Una de las cosas que siempre preguntaba a los sobrevivientes cuando era chica era por su sexualidad, y siempre me sorprendía de que hubiera existido, como si yo también me hubiera comido el relato de la prístina pureza (entendiendo que si había sexo la pureza se ensuciaba) de las víctimas, que no podía ser interrogada ni cuestionada. Por suerte entre mis padres y sus amigos la cosa era más liberal, menos moco social, y la sexualidad era parte de las conversaciones. Supe, entonces, desde siempre que la vida en la Shoá, en todo su transcurso y en las diferentes etapas, se vivía con todo el cuerpo.

Una amiga de mis padres era lesbiana. La salvó una mujer católica que era su pareja y vino con ella a la Argentina. Dormí en su casa muchas veces, escuché ahí los primeros boleros románticos en discos de pasta que ellas escuchaban a toda hora. La pobre Eva había sido ametrallada y perdió una pierna. Tenía una ortopédica y usaba pantalones. De pelo corto, hombruna, un poco brusca, la policía la detenía cada dos por tres por “conducta indecente”; mis padres la sacaron de las seccionales una punta de veces.

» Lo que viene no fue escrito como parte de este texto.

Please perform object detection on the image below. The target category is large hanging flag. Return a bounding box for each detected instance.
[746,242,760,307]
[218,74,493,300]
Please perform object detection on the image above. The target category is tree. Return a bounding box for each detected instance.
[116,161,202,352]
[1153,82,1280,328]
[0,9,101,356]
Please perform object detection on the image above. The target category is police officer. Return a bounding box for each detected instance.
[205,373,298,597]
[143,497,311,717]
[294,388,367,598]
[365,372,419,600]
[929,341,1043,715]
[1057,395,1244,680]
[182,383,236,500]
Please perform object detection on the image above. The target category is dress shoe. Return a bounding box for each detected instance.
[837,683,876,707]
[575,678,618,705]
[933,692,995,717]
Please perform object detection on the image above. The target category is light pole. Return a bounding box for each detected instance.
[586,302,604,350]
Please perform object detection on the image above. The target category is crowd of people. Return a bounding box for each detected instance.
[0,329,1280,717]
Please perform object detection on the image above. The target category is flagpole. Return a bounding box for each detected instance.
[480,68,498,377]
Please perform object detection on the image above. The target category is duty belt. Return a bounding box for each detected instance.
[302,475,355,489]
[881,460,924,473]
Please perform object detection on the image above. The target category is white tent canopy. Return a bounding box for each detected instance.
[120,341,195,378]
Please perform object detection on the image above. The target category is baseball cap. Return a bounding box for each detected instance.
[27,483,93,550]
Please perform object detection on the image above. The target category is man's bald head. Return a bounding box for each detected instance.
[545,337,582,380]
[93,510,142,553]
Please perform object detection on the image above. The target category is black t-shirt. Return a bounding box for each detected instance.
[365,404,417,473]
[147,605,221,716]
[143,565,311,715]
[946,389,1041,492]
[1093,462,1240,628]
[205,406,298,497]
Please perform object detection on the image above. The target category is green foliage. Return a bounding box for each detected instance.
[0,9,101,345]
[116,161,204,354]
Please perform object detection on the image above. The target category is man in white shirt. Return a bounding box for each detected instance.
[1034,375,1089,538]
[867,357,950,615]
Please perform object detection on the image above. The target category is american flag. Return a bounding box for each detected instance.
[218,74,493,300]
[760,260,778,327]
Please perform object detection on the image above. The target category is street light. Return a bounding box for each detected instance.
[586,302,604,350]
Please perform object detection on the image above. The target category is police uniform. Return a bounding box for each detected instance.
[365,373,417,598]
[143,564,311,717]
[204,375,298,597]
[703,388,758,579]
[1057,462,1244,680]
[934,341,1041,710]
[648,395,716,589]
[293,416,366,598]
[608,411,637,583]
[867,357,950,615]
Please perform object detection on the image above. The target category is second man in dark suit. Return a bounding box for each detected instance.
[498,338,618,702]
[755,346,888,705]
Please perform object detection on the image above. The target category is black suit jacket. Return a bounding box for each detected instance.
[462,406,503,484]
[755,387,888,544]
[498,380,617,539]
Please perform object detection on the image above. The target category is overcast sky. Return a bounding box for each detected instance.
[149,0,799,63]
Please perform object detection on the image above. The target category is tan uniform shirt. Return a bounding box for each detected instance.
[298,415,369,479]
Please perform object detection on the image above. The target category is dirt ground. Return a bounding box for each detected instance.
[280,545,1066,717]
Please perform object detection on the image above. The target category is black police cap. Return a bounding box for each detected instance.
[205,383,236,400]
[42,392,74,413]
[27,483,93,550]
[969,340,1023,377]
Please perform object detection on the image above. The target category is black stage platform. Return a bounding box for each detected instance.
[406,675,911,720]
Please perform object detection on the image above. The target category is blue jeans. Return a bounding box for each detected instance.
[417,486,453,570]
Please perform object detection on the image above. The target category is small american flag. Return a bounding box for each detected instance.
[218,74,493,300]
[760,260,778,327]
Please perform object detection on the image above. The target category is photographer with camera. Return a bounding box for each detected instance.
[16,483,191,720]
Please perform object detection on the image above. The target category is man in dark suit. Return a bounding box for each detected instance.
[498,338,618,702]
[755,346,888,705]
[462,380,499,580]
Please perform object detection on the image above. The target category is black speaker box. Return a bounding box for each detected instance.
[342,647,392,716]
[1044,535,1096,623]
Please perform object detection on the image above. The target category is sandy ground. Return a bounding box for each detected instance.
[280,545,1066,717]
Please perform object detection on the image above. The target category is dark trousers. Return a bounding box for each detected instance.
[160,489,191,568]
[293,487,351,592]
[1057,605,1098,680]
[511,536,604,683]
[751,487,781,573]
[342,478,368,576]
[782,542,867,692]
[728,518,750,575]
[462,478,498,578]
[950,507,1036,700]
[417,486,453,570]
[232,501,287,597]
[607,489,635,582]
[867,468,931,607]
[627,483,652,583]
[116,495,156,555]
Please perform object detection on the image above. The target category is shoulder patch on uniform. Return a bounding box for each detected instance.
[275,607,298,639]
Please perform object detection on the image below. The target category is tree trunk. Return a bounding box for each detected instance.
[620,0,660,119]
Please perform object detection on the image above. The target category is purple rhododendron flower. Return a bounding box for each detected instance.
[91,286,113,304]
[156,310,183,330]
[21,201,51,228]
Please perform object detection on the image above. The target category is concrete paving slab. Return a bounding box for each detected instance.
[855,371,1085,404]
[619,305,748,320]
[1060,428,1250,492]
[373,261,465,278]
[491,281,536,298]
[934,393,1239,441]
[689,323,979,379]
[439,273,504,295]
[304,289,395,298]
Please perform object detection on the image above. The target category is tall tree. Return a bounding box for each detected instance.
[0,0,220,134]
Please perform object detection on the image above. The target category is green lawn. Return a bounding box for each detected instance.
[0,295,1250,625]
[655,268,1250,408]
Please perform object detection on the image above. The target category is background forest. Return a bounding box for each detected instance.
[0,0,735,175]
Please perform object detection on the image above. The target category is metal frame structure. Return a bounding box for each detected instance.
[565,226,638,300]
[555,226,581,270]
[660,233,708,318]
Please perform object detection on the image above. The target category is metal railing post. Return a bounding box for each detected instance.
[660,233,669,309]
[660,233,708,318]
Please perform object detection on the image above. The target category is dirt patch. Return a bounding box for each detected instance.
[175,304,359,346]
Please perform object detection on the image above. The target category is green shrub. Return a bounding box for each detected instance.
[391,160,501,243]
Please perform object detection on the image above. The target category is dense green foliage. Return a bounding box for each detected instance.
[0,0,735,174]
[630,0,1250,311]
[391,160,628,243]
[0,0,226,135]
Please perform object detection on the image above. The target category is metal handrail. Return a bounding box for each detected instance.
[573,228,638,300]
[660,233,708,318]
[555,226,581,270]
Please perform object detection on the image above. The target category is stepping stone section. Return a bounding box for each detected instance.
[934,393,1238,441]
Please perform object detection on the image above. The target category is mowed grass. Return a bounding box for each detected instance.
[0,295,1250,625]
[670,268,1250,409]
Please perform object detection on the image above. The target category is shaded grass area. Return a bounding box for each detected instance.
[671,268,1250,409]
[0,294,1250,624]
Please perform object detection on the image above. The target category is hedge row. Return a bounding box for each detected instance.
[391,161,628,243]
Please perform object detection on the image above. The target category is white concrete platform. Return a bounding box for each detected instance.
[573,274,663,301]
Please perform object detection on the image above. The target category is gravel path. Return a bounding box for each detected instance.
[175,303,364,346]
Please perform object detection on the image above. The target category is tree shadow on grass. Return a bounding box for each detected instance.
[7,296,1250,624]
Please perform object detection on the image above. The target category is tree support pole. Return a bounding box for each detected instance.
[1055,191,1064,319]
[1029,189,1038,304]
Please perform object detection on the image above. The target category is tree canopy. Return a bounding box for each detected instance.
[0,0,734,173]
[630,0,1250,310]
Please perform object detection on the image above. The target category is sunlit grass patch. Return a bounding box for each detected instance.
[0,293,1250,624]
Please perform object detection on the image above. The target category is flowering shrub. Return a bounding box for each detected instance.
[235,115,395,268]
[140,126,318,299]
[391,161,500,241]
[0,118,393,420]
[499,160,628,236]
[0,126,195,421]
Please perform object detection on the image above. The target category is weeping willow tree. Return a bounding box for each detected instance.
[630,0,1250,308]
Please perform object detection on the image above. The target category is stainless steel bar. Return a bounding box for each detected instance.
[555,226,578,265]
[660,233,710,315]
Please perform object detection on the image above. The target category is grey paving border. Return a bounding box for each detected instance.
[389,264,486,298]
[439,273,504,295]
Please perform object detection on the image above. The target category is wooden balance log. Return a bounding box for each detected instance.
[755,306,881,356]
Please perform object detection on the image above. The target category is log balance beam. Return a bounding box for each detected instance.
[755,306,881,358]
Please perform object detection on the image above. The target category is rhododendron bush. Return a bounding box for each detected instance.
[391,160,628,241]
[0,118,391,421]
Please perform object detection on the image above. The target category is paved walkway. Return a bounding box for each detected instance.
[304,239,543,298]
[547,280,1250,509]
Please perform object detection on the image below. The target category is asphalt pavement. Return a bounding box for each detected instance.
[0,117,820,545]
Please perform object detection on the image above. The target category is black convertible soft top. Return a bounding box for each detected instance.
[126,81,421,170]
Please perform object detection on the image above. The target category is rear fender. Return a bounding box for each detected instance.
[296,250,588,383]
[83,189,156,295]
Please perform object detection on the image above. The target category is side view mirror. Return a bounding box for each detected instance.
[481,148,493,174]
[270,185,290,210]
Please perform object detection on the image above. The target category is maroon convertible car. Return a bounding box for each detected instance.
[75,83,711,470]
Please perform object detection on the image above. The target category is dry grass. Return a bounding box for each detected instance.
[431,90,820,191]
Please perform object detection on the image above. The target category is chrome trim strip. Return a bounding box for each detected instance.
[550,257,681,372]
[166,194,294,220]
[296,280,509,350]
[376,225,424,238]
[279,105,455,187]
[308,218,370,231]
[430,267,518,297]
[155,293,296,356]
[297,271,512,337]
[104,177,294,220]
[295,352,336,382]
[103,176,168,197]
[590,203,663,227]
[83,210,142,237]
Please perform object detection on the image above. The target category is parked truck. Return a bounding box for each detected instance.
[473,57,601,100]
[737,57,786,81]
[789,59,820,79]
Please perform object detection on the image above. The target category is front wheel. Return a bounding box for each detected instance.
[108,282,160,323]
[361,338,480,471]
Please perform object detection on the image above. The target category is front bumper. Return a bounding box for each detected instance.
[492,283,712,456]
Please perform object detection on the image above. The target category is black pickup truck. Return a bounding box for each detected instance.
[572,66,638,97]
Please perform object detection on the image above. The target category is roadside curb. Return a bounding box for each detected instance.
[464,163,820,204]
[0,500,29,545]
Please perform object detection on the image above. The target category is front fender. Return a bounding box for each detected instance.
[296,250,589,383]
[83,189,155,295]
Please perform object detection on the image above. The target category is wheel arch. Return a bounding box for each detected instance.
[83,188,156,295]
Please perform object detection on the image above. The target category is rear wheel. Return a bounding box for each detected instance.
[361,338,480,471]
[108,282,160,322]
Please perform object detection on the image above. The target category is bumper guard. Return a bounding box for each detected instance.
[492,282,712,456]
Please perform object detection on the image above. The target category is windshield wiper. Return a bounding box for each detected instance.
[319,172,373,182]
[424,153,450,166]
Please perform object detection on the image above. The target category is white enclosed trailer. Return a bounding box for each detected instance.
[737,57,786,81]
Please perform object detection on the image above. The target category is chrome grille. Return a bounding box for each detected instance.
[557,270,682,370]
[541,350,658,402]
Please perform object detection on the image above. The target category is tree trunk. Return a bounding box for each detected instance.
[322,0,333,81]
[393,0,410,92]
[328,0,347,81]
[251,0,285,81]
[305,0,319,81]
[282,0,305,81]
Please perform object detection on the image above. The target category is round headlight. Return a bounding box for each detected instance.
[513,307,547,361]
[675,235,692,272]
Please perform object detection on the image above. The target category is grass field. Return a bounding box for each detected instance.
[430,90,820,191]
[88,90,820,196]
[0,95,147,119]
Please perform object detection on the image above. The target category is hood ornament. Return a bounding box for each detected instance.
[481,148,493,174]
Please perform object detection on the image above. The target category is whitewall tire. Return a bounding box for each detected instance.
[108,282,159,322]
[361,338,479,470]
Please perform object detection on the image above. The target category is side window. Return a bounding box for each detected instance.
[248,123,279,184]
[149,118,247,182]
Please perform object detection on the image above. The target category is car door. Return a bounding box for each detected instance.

Nos resultaba indigna y estúpida la moralina de la sociedad argentina, tan diferente de la tanto más liberal de las grandes ciudades polacas. Eva habría sido feliz con este libro. Lo agradezco por ella mientras evoco en mi memoria el chirrido de la púa y las canciones de amor que escuchábamos por las noches.

Hay otra historia que ilustra esa moralina santurrona. Mis padres y sus amigos adoraban ir al teatro ídish. Se vestían para la ocasión como lo habían hecho en Polonia, con sus mejores galas, tacos altísimos, medias con raya, sombrerito con tul que tapaba media cara, cigarrillos con boquilla (todas fumaban, era muy chic) y hablaban polaco.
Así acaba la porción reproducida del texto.